The 22nd Street Café is an omelet of small-business success and community flavor. Voted “favorite breakfast” option of 2008 and 2010 by the Forest Grove News Times, 22nd Street Café is one of Forest Grove’s oldest family-owned small businesses. Built in 1942 to provide 24-hour service for local cannery workers, 22nd Street Café has long supported Forest Grove’s local economy.

Passed on to current owner Cynthia Smith in 1972; Smith has spent the last 38 ½ years continuing to feed the development, charm, and small-town character of Forest Grove. Being just a couple blocks away from Pacific University and radiating a welcoming “Maggie’s Buns type-aura,” this business should be booming with Pacific University students.

Unfortunately, Forest Grove’s new sign ordinance has kicked dirt over this hidden-gem and off-the-beaten-path small business—hiding its location by preventing Smith from advertising using movable sandwich board signs.

Forest Grove City Council and planning committees developed this ordinance to focus on districts and areas rather than dealing with individual businesses. The new sign ordinance allows for one temporary sign per business in commercial districts (like downtown Forest Grove) but limits business marketing outside of these specific areas. Businesses two blocks north of Pacific Avenue and two blocks south of 19th Avenue are prohibited from off-site “signage” due to the displeasing “tackiness” of sandwich board marketing. Sadly, the 22nd Street Café is just one block shy of this unusually odd requirement.

22nd Street Café is nestled into an industrial-residential zone, just a few blocks down from Abbot House near Pacific University’s new tennis courts.

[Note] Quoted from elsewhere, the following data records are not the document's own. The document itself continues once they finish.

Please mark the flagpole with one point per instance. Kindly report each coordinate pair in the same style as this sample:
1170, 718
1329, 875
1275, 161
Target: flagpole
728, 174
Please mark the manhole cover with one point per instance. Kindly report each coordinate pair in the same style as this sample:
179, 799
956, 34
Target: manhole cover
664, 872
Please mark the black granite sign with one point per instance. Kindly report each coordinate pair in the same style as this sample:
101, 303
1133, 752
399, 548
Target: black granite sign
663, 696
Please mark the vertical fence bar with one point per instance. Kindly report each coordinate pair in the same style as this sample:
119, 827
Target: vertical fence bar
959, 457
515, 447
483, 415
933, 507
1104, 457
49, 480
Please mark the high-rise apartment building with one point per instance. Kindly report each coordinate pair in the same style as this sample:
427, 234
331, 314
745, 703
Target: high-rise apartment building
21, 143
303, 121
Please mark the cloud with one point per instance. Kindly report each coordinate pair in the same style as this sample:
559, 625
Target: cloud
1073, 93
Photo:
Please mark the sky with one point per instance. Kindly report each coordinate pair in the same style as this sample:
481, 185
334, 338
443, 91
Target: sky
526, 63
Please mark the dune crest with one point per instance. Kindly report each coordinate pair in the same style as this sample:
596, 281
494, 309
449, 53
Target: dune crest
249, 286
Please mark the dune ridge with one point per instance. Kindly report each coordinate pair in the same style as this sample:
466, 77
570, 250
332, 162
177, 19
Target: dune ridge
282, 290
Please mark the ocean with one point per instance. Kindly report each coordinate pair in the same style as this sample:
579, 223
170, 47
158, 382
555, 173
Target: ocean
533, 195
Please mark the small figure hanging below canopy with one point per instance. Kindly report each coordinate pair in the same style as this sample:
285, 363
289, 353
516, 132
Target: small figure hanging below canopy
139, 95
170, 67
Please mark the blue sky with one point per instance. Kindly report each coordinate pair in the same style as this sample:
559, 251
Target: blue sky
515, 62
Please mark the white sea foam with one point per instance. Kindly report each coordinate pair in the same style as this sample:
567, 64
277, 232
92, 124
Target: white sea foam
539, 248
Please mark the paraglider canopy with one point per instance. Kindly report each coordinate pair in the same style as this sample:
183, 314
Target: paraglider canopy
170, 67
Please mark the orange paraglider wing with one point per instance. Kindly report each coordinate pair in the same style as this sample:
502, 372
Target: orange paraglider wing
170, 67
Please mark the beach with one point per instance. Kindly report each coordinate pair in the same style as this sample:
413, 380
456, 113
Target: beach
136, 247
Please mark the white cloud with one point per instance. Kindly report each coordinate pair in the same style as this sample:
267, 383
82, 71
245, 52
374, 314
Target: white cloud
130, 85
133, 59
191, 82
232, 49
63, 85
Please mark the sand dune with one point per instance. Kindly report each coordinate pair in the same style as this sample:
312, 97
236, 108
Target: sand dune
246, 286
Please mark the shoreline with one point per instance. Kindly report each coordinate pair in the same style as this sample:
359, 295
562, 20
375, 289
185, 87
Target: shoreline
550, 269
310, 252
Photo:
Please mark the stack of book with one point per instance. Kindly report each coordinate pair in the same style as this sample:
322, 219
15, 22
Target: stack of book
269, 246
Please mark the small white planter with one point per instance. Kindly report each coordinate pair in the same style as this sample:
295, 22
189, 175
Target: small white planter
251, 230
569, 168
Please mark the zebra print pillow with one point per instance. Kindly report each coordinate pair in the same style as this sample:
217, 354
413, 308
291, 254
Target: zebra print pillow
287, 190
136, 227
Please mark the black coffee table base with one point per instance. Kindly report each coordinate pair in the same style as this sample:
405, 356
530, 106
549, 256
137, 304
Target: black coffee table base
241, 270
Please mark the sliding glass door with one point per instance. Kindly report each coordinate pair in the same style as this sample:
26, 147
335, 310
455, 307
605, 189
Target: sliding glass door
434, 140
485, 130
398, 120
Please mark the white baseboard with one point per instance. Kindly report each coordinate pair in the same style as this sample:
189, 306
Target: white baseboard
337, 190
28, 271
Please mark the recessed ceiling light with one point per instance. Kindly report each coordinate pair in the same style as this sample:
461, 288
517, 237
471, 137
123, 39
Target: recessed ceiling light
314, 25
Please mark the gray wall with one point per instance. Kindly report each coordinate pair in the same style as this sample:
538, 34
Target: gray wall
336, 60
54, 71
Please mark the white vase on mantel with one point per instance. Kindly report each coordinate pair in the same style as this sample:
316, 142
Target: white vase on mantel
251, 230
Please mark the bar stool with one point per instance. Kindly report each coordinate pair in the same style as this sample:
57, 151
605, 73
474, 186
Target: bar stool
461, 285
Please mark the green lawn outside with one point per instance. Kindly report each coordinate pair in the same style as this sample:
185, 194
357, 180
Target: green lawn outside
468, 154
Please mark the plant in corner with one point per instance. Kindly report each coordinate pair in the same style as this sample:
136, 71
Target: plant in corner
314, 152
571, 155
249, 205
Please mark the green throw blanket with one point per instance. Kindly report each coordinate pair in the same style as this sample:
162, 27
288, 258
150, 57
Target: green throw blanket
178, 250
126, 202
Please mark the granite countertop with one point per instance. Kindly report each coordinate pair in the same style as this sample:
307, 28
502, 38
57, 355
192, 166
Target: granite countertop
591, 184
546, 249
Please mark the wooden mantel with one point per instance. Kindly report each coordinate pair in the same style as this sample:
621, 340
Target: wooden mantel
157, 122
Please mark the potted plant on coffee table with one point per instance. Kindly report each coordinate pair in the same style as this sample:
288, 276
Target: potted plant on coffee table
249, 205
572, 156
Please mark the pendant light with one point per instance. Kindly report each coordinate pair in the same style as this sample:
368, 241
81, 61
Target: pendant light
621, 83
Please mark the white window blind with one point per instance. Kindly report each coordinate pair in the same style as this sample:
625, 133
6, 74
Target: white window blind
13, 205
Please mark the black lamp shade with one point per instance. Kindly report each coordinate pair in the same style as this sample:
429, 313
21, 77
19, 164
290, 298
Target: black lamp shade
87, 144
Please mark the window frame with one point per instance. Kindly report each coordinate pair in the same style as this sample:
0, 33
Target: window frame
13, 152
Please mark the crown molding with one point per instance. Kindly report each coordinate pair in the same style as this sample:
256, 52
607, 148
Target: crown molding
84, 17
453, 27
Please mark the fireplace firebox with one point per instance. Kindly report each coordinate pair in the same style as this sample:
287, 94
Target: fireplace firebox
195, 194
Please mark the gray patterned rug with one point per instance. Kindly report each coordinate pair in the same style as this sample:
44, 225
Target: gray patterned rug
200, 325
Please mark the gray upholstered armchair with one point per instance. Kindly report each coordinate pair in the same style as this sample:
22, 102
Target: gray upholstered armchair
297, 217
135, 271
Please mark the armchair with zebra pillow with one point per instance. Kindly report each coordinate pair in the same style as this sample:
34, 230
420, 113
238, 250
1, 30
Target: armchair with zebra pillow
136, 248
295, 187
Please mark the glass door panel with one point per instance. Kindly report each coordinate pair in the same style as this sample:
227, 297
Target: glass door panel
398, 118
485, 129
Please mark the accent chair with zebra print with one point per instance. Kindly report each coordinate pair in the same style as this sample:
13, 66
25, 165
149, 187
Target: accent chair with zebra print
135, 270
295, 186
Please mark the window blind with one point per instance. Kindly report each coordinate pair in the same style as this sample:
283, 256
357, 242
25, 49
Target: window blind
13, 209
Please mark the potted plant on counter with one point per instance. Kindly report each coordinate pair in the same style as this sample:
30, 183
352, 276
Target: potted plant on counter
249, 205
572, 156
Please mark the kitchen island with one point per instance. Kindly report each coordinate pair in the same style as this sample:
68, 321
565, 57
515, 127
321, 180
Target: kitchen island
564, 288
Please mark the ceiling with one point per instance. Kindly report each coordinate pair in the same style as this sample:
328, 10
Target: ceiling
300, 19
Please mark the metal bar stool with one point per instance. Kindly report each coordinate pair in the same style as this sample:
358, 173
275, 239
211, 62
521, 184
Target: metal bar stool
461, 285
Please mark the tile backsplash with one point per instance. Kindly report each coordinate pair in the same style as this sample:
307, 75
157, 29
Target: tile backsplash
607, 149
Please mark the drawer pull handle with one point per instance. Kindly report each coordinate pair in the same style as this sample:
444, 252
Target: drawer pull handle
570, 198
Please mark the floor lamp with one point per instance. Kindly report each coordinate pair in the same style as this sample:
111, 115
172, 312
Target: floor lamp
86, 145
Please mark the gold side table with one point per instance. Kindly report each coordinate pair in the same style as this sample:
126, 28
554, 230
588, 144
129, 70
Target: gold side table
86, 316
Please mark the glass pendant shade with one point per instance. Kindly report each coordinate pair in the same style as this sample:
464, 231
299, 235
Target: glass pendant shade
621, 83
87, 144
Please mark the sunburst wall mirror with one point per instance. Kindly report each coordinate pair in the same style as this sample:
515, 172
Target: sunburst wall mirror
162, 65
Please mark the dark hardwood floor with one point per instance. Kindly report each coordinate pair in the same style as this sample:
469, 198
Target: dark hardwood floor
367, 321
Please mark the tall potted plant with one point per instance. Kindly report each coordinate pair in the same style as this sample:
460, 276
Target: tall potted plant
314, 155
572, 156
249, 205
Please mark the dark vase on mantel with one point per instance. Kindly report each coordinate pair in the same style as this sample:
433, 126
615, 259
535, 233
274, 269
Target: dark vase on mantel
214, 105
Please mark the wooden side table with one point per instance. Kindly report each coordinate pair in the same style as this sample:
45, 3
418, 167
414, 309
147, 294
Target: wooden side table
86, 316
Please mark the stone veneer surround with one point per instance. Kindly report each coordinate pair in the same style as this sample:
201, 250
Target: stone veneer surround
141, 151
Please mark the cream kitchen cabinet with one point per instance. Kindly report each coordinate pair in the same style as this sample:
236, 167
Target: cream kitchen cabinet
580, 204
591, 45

As Smith’s business is not directly visible from any major arterial roads surrounding Pacific, movable sandwich board signs are a critical part for advertising and sustaining her business.

Smith estimates her business to be down 40–50 percent since the new sign ordinance has come into effect in Forest Grove.

The Feb. 14 City Council meeting brought groups of her regular customers and equally frustrated realty businesses together in broad opposition of this new signage ordinance. While hundreds of petition signatures and passionate letters have been read by blind eyes on the City Council, our local government has left the broad support of Smith unseen; woefully overlooking the strength of Forest Grove’s friendly small-business community.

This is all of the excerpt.